Department of General Pediatrics and Adolescent Medicine, Laboratory of Clinical Biochemistry and Metabolism, Faculty of Medicine, Medical Center - University of Freiburg, University of Freiburg, Mathildenstrasse 1, 79106, Freiburg, Germany.
Orphanet J Rare Dis. 2020 Jan 22;15(1):27. doi: 10.1186/s13023-020-1299-7.
Combined malonic and methylmalonic aciduria (CMAMMA) is an inborn error of metabolism which has been proposed being a benign condition. However, older patients may present with neurological manifestations such as seizures, memory problems, psychiatric problems and/ or cognitive decline.
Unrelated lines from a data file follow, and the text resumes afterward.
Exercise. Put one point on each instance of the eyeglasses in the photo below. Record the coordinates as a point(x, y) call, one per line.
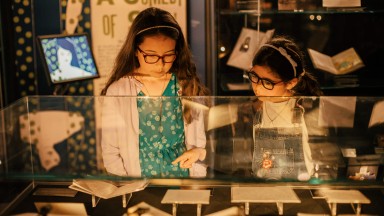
point(152, 59)
point(267, 84)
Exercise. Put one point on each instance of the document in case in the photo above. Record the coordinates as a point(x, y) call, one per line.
point(337, 112)
point(217, 116)
point(105, 189)
point(341, 3)
point(342, 63)
point(377, 115)
point(246, 47)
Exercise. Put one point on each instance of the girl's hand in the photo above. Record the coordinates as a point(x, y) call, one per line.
point(189, 157)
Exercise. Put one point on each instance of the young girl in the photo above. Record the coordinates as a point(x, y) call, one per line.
point(153, 137)
point(281, 149)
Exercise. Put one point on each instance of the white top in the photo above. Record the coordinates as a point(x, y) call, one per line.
point(120, 131)
point(280, 115)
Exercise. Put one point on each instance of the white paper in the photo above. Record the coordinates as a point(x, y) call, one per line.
point(242, 58)
point(72, 14)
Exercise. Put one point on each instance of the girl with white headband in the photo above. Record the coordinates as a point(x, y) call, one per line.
point(153, 135)
point(281, 149)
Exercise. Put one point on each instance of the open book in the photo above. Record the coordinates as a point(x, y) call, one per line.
point(217, 116)
point(342, 63)
point(246, 47)
point(107, 189)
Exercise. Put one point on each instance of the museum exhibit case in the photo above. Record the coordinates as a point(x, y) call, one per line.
point(256, 155)
point(238, 27)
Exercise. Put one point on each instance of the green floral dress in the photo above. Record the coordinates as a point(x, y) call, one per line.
point(161, 138)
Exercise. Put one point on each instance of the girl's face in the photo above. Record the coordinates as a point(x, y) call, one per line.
point(156, 55)
point(269, 78)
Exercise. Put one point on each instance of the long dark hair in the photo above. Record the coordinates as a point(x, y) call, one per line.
point(149, 22)
point(283, 68)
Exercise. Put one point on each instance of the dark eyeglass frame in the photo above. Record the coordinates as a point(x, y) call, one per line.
point(253, 77)
point(145, 55)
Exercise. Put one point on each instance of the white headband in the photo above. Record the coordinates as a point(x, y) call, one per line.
point(284, 53)
point(154, 27)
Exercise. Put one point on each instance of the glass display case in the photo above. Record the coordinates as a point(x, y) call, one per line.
point(263, 156)
point(329, 30)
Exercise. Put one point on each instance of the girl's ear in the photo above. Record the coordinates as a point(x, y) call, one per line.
point(292, 83)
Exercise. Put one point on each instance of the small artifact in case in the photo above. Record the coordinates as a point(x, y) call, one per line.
point(245, 5)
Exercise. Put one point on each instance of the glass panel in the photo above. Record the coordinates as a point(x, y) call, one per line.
point(304, 141)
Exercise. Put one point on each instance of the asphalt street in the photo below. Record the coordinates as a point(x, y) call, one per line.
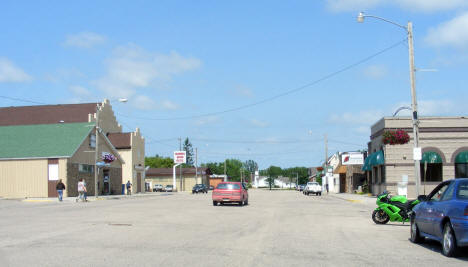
point(277, 228)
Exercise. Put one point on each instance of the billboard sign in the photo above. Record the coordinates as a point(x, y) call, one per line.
point(352, 158)
point(180, 157)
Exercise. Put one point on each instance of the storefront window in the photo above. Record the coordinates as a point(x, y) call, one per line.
point(432, 173)
point(461, 170)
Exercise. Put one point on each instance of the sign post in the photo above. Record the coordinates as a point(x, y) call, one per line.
point(180, 157)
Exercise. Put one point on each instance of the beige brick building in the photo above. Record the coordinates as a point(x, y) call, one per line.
point(444, 143)
point(128, 146)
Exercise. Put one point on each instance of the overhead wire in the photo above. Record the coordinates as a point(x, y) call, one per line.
point(326, 77)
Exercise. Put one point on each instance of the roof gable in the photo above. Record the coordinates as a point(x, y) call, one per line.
point(46, 114)
point(42, 141)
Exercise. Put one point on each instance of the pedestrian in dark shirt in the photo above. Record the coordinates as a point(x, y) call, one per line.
point(60, 187)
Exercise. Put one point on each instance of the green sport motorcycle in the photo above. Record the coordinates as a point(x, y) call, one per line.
point(392, 208)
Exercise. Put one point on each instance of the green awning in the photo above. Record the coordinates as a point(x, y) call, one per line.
point(462, 157)
point(431, 157)
point(373, 159)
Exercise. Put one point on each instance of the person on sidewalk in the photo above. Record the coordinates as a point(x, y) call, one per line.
point(86, 191)
point(129, 188)
point(81, 190)
point(60, 187)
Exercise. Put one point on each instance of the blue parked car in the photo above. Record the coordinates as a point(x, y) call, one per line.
point(443, 216)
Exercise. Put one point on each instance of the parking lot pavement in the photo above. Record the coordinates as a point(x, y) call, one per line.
point(277, 228)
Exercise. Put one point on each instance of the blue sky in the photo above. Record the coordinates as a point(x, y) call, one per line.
point(197, 59)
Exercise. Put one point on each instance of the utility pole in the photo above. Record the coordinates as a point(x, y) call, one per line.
point(326, 161)
point(180, 167)
point(414, 105)
point(96, 154)
point(225, 177)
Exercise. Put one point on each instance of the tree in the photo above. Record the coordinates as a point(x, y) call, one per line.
point(159, 162)
point(189, 152)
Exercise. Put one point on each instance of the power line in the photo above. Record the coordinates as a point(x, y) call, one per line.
point(326, 77)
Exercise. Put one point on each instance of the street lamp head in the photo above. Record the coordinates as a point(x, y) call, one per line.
point(360, 17)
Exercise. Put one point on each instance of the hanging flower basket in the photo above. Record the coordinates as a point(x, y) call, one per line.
point(397, 137)
point(108, 157)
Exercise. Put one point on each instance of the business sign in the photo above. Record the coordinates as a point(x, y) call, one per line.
point(352, 158)
point(180, 157)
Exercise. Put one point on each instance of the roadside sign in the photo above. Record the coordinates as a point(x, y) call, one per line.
point(180, 157)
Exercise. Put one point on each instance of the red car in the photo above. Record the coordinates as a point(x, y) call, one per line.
point(230, 192)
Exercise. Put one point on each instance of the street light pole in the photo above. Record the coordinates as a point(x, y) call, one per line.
point(414, 104)
point(96, 154)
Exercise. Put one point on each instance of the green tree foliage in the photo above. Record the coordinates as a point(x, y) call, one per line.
point(159, 162)
point(189, 152)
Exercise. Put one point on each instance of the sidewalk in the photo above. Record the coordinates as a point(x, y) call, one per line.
point(355, 198)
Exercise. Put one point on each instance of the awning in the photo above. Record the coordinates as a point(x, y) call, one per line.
point(373, 159)
point(462, 157)
point(431, 157)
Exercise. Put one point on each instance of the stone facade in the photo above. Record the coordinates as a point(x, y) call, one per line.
point(447, 136)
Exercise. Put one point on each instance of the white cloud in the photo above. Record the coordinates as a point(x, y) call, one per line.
point(79, 90)
point(408, 5)
point(167, 104)
point(84, 39)
point(257, 123)
point(366, 117)
point(375, 72)
point(11, 73)
point(131, 68)
point(451, 33)
point(81, 94)
point(143, 102)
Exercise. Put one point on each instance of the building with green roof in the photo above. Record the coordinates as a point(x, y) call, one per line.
point(34, 157)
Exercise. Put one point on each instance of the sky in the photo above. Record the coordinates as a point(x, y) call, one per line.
point(261, 80)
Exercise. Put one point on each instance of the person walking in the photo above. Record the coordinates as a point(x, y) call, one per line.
point(81, 190)
point(129, 188)
point(60, 187)
point(86, 191)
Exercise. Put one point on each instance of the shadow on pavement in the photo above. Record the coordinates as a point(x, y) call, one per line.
point(436, 247)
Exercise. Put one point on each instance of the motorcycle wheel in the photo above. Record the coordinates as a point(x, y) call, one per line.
point(380, 217)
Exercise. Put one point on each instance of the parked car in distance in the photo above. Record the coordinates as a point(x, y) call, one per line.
point(199, 188)
point(230, 192)
point(169, 188)
point(443, 216)
point(157, 188)
point(313, 188)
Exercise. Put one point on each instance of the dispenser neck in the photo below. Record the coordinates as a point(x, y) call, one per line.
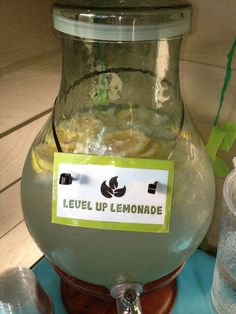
point(143, 74)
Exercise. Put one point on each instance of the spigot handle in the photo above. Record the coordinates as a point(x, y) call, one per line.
point(127, 298)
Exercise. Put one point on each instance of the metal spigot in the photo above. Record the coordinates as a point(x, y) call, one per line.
point(127, 298)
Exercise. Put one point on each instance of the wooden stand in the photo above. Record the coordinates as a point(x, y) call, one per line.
point(83, 298)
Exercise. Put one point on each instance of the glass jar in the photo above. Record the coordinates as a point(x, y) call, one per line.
point(120, 96)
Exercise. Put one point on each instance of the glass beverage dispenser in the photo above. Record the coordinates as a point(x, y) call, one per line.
point(117, 188)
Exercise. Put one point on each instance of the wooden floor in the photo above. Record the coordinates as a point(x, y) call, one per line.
point(29, 82)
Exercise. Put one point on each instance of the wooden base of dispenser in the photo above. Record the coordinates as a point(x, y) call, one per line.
point(83, 298)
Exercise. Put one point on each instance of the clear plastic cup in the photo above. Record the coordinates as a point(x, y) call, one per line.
point(21, 293)
point(223, 292)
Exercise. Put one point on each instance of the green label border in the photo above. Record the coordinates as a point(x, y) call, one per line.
point(121, 162)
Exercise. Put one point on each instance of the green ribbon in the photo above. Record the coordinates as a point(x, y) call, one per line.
point(222, 137)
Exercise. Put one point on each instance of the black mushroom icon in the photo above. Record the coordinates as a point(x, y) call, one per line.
point(112, 189)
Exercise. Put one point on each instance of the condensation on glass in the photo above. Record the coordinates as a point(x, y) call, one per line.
point(120, 96)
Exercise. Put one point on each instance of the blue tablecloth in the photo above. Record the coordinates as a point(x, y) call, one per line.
point(194, 284)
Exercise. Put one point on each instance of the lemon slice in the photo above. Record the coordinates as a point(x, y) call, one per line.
point(42, 158)
point(126, 142)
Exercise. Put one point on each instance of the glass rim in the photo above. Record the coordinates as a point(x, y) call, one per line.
point(123, 25)
point(227, 188)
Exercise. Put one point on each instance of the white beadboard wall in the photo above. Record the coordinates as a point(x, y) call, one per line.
point(29, 81)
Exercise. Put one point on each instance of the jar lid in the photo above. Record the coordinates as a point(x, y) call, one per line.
point(122, 20)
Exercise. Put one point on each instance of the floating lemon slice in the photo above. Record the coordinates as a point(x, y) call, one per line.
point(74, 136)
point(126, 142)
point(42, 158)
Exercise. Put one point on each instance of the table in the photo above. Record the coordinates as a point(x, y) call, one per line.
point(194, 284)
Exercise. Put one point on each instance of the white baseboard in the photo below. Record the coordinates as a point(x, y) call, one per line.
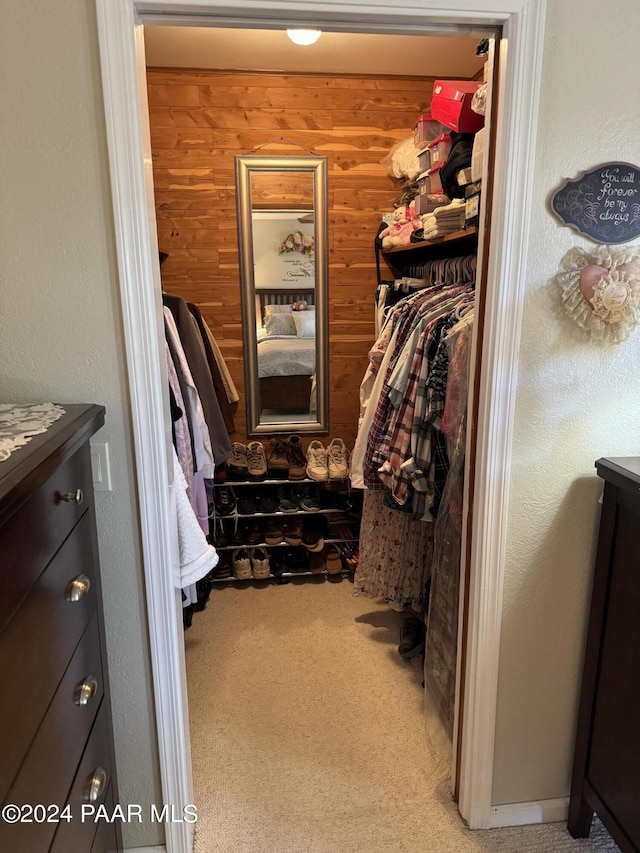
point(538, 811)
point(159, 849)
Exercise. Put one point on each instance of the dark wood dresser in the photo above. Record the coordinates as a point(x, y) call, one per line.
point(56, 742)
point(606, 770)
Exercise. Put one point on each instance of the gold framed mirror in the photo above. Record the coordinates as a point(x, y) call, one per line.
point(282, 240)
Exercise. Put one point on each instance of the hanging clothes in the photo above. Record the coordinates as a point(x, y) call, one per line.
point(400, 449)
point(214, 369)
point(181, 435)
point(395, 555)
point(193, 348)
point(200, 434)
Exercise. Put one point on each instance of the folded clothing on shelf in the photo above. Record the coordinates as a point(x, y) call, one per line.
point(444, 220)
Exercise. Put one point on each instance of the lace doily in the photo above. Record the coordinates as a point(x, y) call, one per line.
point(601, 291)
point(19, 423)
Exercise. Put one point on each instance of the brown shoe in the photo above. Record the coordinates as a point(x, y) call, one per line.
point(296, 458)
point(256, 461)
point(277, 462)
point(273, 532)
point(293, 532)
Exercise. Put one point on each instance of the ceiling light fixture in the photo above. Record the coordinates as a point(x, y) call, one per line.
point(304, 37)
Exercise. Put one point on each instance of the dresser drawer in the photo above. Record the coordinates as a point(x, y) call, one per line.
point(37, 646)
point(76, 835)
point(35, 532)
point(106, 838)
point(50, 765)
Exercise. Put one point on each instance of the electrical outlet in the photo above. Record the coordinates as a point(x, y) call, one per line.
point(100, 467)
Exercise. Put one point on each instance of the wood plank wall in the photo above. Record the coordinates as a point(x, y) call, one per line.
point(201, 119)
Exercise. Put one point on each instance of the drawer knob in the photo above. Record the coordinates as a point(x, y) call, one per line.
point(85, 691)
point(77, 588)
point(73, 497)
point(96, 785)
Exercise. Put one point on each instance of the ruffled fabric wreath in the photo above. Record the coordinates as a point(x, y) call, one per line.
point(601, 291)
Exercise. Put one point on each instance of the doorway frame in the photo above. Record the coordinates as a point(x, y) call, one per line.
point(120, 28)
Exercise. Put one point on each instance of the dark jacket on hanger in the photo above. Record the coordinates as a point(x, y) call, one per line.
point(194, 351)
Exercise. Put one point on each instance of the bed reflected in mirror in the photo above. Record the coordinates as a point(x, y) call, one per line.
point(282, 228)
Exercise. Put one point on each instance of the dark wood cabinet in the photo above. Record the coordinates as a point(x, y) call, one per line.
point(56, 742)
point(606, 770)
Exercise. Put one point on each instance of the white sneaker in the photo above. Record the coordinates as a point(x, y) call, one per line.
point(241, 565)
point(317, 461)
point(260, 563)
point(338, 460)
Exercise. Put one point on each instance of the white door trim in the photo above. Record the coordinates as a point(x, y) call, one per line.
point(122, 53)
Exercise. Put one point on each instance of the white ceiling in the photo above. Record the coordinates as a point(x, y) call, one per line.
point(338, 53)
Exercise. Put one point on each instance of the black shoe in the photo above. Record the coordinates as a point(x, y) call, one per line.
point(224, 501)
point(288, 498)
point(247, 503)
point(412, 638)
point(203, 590)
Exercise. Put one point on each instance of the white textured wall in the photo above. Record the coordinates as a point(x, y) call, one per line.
point(576, 402)
point(61, 336)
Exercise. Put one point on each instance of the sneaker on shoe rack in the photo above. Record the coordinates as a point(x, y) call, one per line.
point(277, 462)
point(337, 460)
point(293, 532)
point(296, 458)
point(313, 534)
point(237, 464)
point(256, 461)
point(270, 501)
point(260, 563)
point(224, 501)
point(310, 499)
point(223, 570)
point(241, 564)
point(317, 461)
point(288, 499)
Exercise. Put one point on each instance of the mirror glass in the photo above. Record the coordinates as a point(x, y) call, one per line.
point(282, 234)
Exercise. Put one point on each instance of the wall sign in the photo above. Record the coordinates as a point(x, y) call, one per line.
point(603, 204)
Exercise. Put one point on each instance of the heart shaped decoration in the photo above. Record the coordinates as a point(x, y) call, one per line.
point(589, 278)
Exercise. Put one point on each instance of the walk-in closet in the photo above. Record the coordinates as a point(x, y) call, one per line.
point(318, 212)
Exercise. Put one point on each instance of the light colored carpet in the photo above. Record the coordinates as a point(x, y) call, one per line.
point(308, 734)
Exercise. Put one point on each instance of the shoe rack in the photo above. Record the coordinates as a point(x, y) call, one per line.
point(336, 491)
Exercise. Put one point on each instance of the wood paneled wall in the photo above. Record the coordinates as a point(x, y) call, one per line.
point(201, 119)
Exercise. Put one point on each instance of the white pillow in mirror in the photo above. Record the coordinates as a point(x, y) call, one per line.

In fibroblasts from CMAMMA patients we have recently demonstrated a dysregulation of energy metabolism with increased dependency on β-oxidation for energy production. Because of the inability of the brain to rely efficiently on this pathway to retrieve the required energy to a great extent, we hypothesize an alternative disease-causing mechanism that does not only include the accumulation of the metabolites malonic and methylmalonic acids. Here, we suggest a novel hypothesis on the possible pathophysiological mechanism responsible for the development of neurological symptoms in the long-run.
合并型丙二酸和甲基丙二酸尿症(CMAMMA)是一种代谢性疾病,曾被认为是良性疾病。然而,年长的患者可能会出现神经症状,如癫痫、记忆问题、精神问题和/或认知能力下降。在 CMAMMA 患者的成纤维细胞中,我们最近发现能量代谢失调,β-氧化对能量产生的依赖性增加。由于大脑不能有效地依赖这条途径来获取所需的能量,因此我们假设存在一种新的致病机制,不仅包括代谢产物丙二酸和甲基丙二酸的积累。在这里,我们提出了一个新的假设,即可能的病理生理机制负责长期发展中的神经症状。